Now clearly there are pubs that, having been once, you’d never go back to again.  Theme pubs, gastro-pubs and the like, where the gastro has so overtaken the pub that the honest drinker is pushed into a corner and left feeling that his simple need to consume the establishment’s massively overpriced beer is an inconvenience.  Where any semblance of someone having fun is to be frowned upon.  If you drink amongst people for whom a second glass of wine is viewed as risqué, then what chance do you have?
Then there are pubs that simply happen to be convenient, neatly positioned for you to pause and regroup on your journey from A to B.  They may be perfectly pleasant in their own right, you may even find that you tarry a little longer than you had anticipated.  Quite possibly to the extent you decide that whatever it was you were going to do at B is not worth the bother and perhaps you will just stay for another one after all.  The chances are, however, given that for your everyday peregrinations it’s a little bit out of the way, you won’t go back.

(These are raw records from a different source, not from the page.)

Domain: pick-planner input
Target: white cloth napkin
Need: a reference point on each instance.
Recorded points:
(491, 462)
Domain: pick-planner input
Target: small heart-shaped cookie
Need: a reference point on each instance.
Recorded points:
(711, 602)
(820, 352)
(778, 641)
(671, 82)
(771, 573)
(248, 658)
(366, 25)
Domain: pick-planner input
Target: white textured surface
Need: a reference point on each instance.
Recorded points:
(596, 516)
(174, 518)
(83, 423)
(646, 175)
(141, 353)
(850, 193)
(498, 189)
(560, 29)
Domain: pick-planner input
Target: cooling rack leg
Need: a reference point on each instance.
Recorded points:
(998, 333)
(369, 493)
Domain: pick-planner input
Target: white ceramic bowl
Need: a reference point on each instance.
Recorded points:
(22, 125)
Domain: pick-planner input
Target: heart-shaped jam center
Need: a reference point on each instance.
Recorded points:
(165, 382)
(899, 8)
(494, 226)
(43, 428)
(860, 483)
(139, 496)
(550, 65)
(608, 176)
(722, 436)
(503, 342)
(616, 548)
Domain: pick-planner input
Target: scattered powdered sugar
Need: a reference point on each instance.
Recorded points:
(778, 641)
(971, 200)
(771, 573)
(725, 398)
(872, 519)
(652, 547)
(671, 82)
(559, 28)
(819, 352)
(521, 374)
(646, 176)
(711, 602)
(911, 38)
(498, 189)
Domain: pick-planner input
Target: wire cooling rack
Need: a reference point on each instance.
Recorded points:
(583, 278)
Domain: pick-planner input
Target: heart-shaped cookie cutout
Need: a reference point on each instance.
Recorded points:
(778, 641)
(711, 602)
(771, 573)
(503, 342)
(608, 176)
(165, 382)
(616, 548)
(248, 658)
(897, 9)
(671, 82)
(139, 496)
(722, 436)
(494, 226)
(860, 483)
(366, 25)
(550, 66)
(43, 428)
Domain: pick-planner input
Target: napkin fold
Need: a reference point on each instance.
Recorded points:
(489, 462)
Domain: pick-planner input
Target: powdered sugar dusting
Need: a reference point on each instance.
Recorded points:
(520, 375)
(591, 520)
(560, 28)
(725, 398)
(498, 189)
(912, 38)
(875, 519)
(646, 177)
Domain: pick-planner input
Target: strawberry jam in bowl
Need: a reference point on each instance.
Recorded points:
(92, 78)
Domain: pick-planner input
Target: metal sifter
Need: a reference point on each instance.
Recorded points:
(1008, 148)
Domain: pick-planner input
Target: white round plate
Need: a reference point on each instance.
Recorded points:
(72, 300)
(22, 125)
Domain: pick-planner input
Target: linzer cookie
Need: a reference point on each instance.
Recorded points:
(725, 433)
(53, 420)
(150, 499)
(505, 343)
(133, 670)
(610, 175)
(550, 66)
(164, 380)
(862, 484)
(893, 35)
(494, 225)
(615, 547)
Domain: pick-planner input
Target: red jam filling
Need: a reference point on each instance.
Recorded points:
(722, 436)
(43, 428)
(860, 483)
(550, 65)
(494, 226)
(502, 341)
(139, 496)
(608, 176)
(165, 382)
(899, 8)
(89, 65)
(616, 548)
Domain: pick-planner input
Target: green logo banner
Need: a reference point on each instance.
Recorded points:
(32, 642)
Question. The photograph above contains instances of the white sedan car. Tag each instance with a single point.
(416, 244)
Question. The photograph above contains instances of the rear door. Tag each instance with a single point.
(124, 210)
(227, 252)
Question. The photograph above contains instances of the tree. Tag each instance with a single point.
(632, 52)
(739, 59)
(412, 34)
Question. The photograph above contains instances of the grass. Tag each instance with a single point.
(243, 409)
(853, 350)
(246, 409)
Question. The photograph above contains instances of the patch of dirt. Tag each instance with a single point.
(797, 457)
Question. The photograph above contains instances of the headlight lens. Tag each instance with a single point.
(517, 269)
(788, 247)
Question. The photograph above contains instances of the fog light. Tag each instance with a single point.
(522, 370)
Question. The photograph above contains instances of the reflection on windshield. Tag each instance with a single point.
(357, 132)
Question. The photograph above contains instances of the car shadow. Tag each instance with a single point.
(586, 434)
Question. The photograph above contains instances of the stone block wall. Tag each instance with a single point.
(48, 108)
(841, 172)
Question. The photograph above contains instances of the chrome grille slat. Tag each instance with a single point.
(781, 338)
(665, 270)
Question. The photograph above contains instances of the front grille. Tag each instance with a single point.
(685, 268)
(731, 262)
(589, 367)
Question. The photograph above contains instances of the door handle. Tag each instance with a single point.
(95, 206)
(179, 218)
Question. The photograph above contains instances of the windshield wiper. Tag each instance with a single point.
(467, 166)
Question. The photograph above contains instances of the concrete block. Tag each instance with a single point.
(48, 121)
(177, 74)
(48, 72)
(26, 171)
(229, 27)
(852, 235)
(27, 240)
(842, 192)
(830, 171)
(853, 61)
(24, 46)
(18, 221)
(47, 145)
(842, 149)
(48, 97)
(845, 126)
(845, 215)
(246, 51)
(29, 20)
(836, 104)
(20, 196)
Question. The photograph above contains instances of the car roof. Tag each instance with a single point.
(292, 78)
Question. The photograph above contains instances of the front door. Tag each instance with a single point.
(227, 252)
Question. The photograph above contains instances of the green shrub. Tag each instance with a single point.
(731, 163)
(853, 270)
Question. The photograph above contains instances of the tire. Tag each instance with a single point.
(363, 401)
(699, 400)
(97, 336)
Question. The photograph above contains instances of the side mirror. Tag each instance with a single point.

But once in a while, you stumble into a pub for the first time, and something clicks.  It answers a need in you.  Perhaps it’s a particular calm, or then again, a particular vivaciousness in the atmosphere.  Perhaps it’s the ease with which you fall into conversation with the gentlemen at the bar.  Perhaps it’s as simple as the barmaid being pretty and open to distraction.  Or perhaps it’s something more intangible.  It would be easy to overwork the psychology involved, but there is a sense of recognition when you find a pub to which you immediately know you will return, a sense of familiarity, a sense of felicity, a sense of yes, right here.
That said, no relationship is always plain sailing, and even that initial sense of rightness can be misleading.  You can go back to a place at find the atmosphere gone, twats at the bar, and a superfluity of boorish barmen.  Even then, though, on the strength of the initial encounter, you are inclined to give it another chance or two, and if like me, you are still bereft of a proper local to call your own, a few more after that.  At the very least, you come to an understanding.  While it may not be The One, it is at least there, and fulfilling at least some of your needs.
Thus I find myself without a local as such, but with at least a couple of pubs I enjoy and that I’m seeing on a regular basis.  While I may have moved on, I have perhaps not yet fully let go of the old pub, and am still looking for something of that in any new pub I chance upon.  And that is perhaps in part because something deep within me is longing to hear those three little words that can change the world, three little words that make the whole of that mess we call existence make sense.  Those three little words that at the very least ensure a night of magic: “on the house.”  Cin-cin.